The International Air Transport Association (IATA) has released data for the full year 2024 and December 2024, highlighting a strong performance in the global air cargo market. The report reveals an 11.3% increase in full-year demand, measured in cargo tonne-kilometers (CTK), compared to 2023, with international operations experiencing an even greater rise of 12.2%. This growth surpassed the record volumes set in 2021, marking a significant milestone for the industry. Capacity, measured in available cargo tonne-kilometers (ACTK), also expanded by 7.4% year-on-year, with international capacity increasing by 9.6%.

Despite an overall positive trend, full-year cargo yields declined by 1.6% compared to 2023. However, they remained 39% higher than pre-pandemic levels in 2019, indicating that air cargo continues to command strong pricing power. December 2024 closed the year on a high note, with global demand rising 6.1% from December 2023 levels, while international operations saw a 7.0% increase. Capacity in December was 3.7% higher than the previous year, with international operations growing by 5.2%. Cargo yields in December rose by 6.6% compared to the same period in 2023, and were a remarkable 53.4% higher than in December 2019.

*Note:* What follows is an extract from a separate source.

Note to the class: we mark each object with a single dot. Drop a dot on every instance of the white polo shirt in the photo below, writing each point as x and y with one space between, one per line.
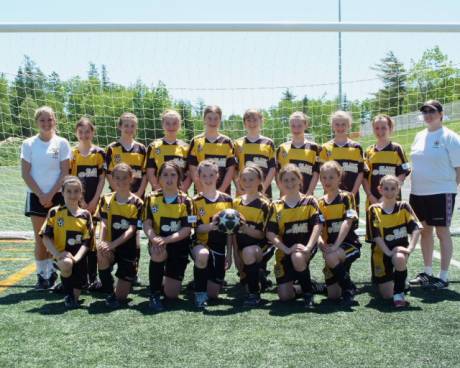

IATA’s Director General, Willie Walsh, acknowledged the outstanding performance of the air cargo industry in 2024, noting that it was a year of profitable growth. He attributed the strong demand to increased e-commerce activity, constraints in ocean shipping, and airspace restrictions that limited capacity on some key long-haul routes to Asia. These factors helped keep yields at exceptionally high levels despite a continued softening from the peaks of 2021 and 2022. Walsh highlighted that while yields have adjusted, they still reflect a significantly stronger market than pre-pandemic years.

Looking ahead to 2025, IATA projects that growth will moderate to 5.8%, aligning with historical averages. Walsh emphasized that economic indicators remain supportive of a strong year for air cargo, with oil prices on a downward trajectory and trade activity continuing to expand. However, he also warned of potential challenges, particularly in adapting to shifting geopolitical conditions. The first week of the Trump administration in the United States has signaled an inclination toward aggressive tariff policies, which could have a mixed impact on the air cargo sector by fueling inflation while simultaneously dampening trade volumes.

The broader operating environment in 2024 saw global trade in goods grow by 3.6% annually. However, December data indicated a slowdown in manufacturing activity, as reflected in the Purchasing Managers Index (PMI). The manufacturing output PMI stood at 49.2, while the new export orders PMI was at 48.2, both below the critical 50-point threshold that signals expansion. Inflation remained a mixed factor, with US headline inflation rising by 0.2 percentage points to 2.9% in December. The European Union also experienced an increase in inflation, climbing to 2.7%, while China’s consumer inflation fell by 0.1 percentage points to 0.1%, marking the fourth consecutive year-on-year decline and raising concerns about an economic slowdown in the region.

Regional performance in 2024 varied, with Asia-Pacific airlines leading the industry with 14.5% year-on-year demand growth. Capacity in the region expanded by 11.3%. December results showed an 8.4% increase in demand, while capacity grew by 6.3%. North American carriers recorded the lowest growth among all regions, with a 6.6% rise in demand and a 3.4% increase in capacity. December figures reflected a 5.3% demand growth and a 2.1% rise in capacity. European airlines saw an 11.2% increase in demand throughout the year, accompanied by a 7.8% rise in capacity. December performance showed a 5.1% rise in demand and a 3.7% increase in capacity.

Middle Eastern carriers recorded a 13% increase in annual demand, with capacity growing by 5.5%. However, December saw a slower pace of growth, with demand rising by 3.3% and capacity increasing by only 0.2%. Latin American carriers experienced a 12.6% increase in demand in 2024, with capacity expanding by 7.9%. December demand surged by 10.9%, the highest of all regions, while capacity increased by 8.4%. African airlines posted an 8.5% annual demand growth, but capacity outpaced demand with a 13.6% increase. December was a challenging month for the region, as demand declined by 0.9%, the lowest performance among all regions, while capacity still rose by 1.8%.

Trade lane growth remained robust, with international routes witnessing exceptionally high traffic levels for the 17th consecutive month. In December, these routes experienced a 7% year-on-year increase in demand. Airlines continued to benefit from rising e-commerce demand in the US and Europe, driven by persistent capacity constraints in ocean shipping.

As air cargo enters 2025, the industry faces a mix of opportunities and challenges. While demand remains strong and economic fundamentals are supportive, the potential impact of global trade policies and inflationary pressures could influence the trajectory of growth. Nevertheless, with record-breaking volumes achieved in 2024, the industry remains on a solid footing as it adapts to evolving market dynamics.